Eye For Film >> Movies >> Mum And Dad (2008) Film Review
In the name of all that is good and holy, if you have any real taboos about what you'll watch on film, please move on to the next review. With the resultant spoiler alert, one of the first images we see of Dad is him masturbating using some freshly cut human flesh as lubricant, with the resultant liquid oozing through the fleshy orifice. Oh, good - you're still here. In spite of a script punctuated by sheer filth (a gruesomely unwashed lavatory is one of the film's opening images), writer/director Steven Sheil demonstrates considerable storytelling talent in this, his first feature.

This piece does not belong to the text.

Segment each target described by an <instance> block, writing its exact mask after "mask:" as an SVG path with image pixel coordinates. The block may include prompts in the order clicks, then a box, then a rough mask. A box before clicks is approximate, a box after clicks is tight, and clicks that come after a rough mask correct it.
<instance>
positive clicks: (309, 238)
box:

After missing the final bus home, young Polish airport cleaner Lena (Olga Fedori) is invited back to her co-workers Birdie and Elbie's family home. One swift incapacitating injection later, and she's tied up and invited (read: forced) to be part of a family wherein dysfunction would be, by an order of magnitude, an improvement. The family are a bunch of murdering psychopaths, scavenging from cargo holds and annihilating all that might change this social order. Mum (Dido Miles) is a brutal and insidious torturer, coolly enjoying dishing out "war wounds" with the tools of self-harmers everywhere. Dad (Perry Benson - also starring in Shane Meadows' Somers Town) is a sick, perverted sadist - when catching Elbie masturbating furiously through Lena's room keyhole, he commands him to "Finish it!". He enforces strict discipline, not with an iron rod, but with hooks, chains and blood-dripping machetes.

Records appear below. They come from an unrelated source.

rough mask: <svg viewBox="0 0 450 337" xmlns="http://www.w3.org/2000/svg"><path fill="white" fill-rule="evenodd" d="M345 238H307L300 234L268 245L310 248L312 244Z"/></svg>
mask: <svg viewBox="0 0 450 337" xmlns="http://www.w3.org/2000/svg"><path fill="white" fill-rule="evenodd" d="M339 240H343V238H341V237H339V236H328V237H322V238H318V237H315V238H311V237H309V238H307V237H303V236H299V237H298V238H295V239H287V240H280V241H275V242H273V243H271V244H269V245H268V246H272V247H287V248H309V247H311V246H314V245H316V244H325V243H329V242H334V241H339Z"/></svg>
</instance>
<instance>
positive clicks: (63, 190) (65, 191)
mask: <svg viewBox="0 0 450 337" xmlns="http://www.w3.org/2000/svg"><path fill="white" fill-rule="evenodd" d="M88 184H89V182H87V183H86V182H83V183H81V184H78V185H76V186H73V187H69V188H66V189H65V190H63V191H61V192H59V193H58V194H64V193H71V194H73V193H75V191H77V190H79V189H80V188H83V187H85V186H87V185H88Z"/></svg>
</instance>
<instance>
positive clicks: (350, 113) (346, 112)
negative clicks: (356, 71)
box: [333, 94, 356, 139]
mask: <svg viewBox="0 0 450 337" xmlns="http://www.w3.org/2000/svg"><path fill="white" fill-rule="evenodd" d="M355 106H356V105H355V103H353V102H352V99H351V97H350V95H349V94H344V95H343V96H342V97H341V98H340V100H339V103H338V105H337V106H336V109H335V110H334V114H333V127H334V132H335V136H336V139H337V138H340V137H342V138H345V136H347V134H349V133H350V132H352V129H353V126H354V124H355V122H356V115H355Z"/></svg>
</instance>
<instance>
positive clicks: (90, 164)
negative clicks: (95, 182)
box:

The film is a savage deconstruction of Thatcherite beliefs in family, from a base of early Eighties working-class Britishness. The art direction is simple and the set features the kind of furniture and ornaments I remember my grandparents having 20 years ago. This simple authenticity lends credence to the belief that these savage murderers live among us. They make efforts to uphold simple respectability, all the while chopping up vagrants and tourists alike for their valuables.

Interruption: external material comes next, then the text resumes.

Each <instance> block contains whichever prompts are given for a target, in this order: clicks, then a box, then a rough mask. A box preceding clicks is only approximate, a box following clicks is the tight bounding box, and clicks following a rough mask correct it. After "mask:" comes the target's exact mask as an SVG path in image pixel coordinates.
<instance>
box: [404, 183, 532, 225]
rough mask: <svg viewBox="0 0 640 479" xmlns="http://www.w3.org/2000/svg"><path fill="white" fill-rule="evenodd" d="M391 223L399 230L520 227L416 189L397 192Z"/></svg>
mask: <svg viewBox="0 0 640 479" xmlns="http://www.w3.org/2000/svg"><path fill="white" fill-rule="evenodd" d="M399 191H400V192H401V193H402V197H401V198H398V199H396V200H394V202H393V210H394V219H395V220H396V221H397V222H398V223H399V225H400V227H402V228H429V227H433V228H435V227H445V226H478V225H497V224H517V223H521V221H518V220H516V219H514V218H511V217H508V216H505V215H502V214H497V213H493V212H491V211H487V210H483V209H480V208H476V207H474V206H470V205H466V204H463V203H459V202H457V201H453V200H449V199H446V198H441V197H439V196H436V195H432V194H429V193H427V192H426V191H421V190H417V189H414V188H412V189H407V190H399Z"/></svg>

This is a delicious satire on the near and present belief in respectability and family values that disguises so much cruelty and props up so many empty politicians. Without all the flaying spittle on offer with every single "fucking" uttered, the film's lines could almost be stolen wholesale from EastEnders. Mum and Dad speak the language of parents dealing with naughty children, which makes their acts all the more horrifying.
Enough of the politics. The film is well-made, photographed and lit clearly and professionally. It has a clear and skillful rein on its story. And it works well as a late night slice of nastiness. Not a great movie, but a perfectly good one which uses disgust rather than true horror for much of its effect.